On 24 March, a high-level roundtable on the 'Main Challenges for Cybersecurity in the Energy System' took place as part of the Digital Day, the digital part of the celebrations marking the 60th anniversary of the Treaties of Rome and preparing for forthcoming G7 discussions on cybersecurity.

Roberto Viola addressing the Roundtable meeting

European Commission Director-General for Energy, Dominique Ristori, and European Commission Director-General for Communications Networks, Content and Technology, Roberto Viola (pictured), welcomed representatives from EU governments, academia and industry to discuss the challenges faced by the energy sector in cyber security and the key elements of a European cyber security strategy.

The speakers and participants discussed how to best address cyber security challenges in the energy sector, how to work towards an energy system that is robust against cyber security attacks of all kind. Security of supply and cyber security go hand in hand and are two sides of the same coin. Energy infrastructure is inarguably one of the most complex and most critical infrastructures of a modern society and serves as the backbone for its economic activities and for its security. Digital technologies play an increasingly important role in energy infrastructure and are used to control energy production, transmit information on consumption, and monitor demand. To ensure security we have to cover the whole energy chain as well as putting a strong emphasis at the transmission and distribution grid. On a more political level, cooperation and more rapid information-sharing mechanisms among key players are needed to prevent, respond to, and contain cyber incidents directed at our energy infrastructure.

The key conclusions of the roundtable were:

Cyber security in the energy sector has its specificities

In our energy networks, traditional industrial control systems are being more and more connected, exposing them to new cyber threats.  In addition, new and smart technologies are pushing in at the consumer end, and not all of them are designed with cyber security in mind. This combination of legacy and future technologies requires specific solutions in the energy system that cannot be copied from other areas with different needs (e.g. the internet). A concrete action on certification was also called.

The importance of information technology suppliers

Both, power grid operators and consumers are bound to information technologies that are typically not produced by themselves, and very often originate from outside Europe (e.g. the US, South-East Asia). Suppliers of information technologies to the EU energy system must be bound to clear obligations to provide their products and services with a well-defined, high level of cyber security.
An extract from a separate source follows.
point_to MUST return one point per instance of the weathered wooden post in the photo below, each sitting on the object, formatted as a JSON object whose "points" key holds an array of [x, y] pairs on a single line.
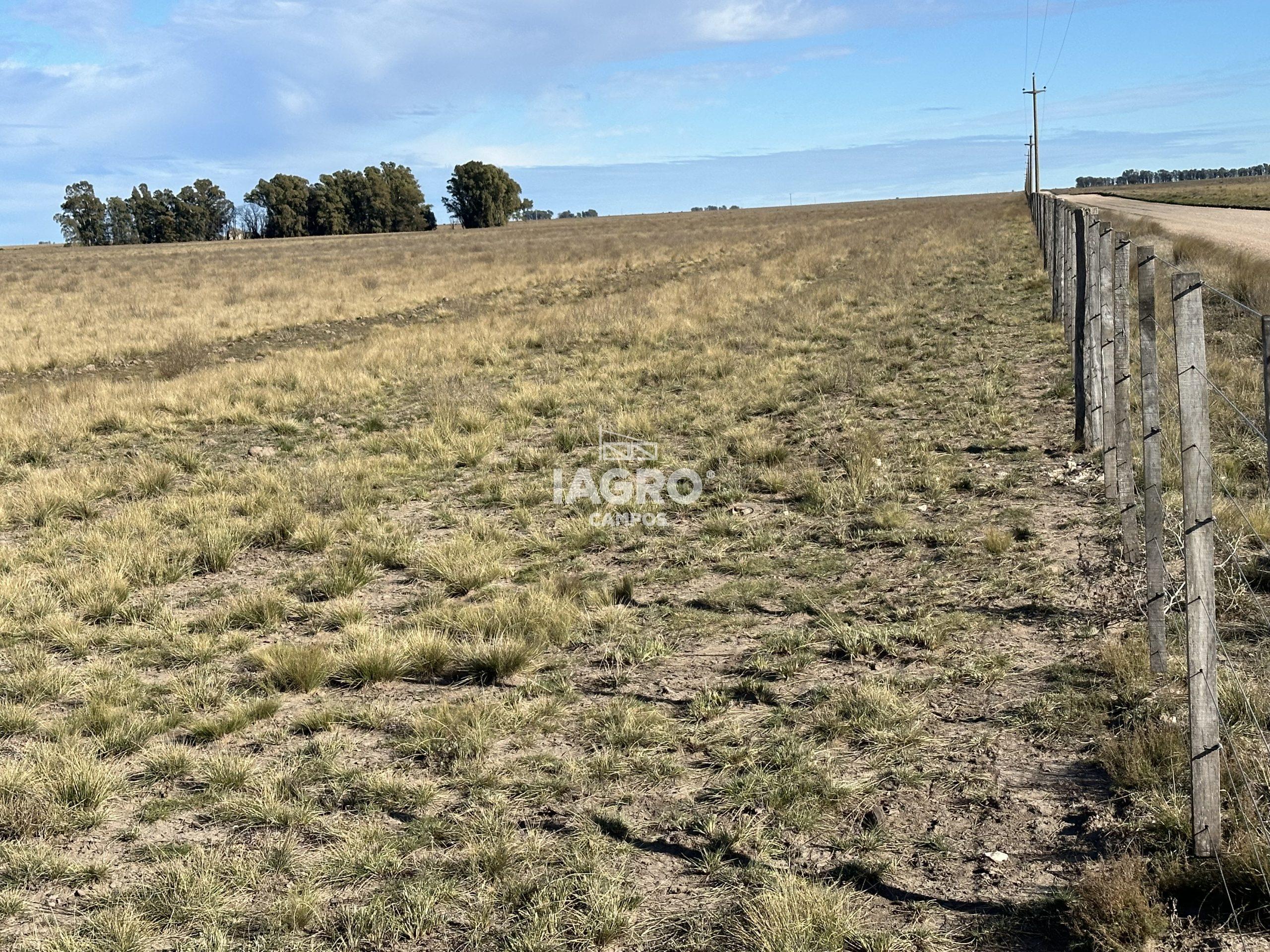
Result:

Ensure the right balance between cyber security, data protection and economic growth

Cyber security and data protection requirements must not hinder innovation or prevent businesses from settling in Europe, as data analysis is at the core of the future automated and smart energy system. The European market must be made secure without decreasing competitiveness or banning business models based on big data analysis.

Address IT skills shortage

A robust security strategy requires a skilled workforce. The current lack of cyber-security professionals is an additional factor that increases the vulnerability of our energy network. Therefore more actions are needed to put in place adequate training and education programmes.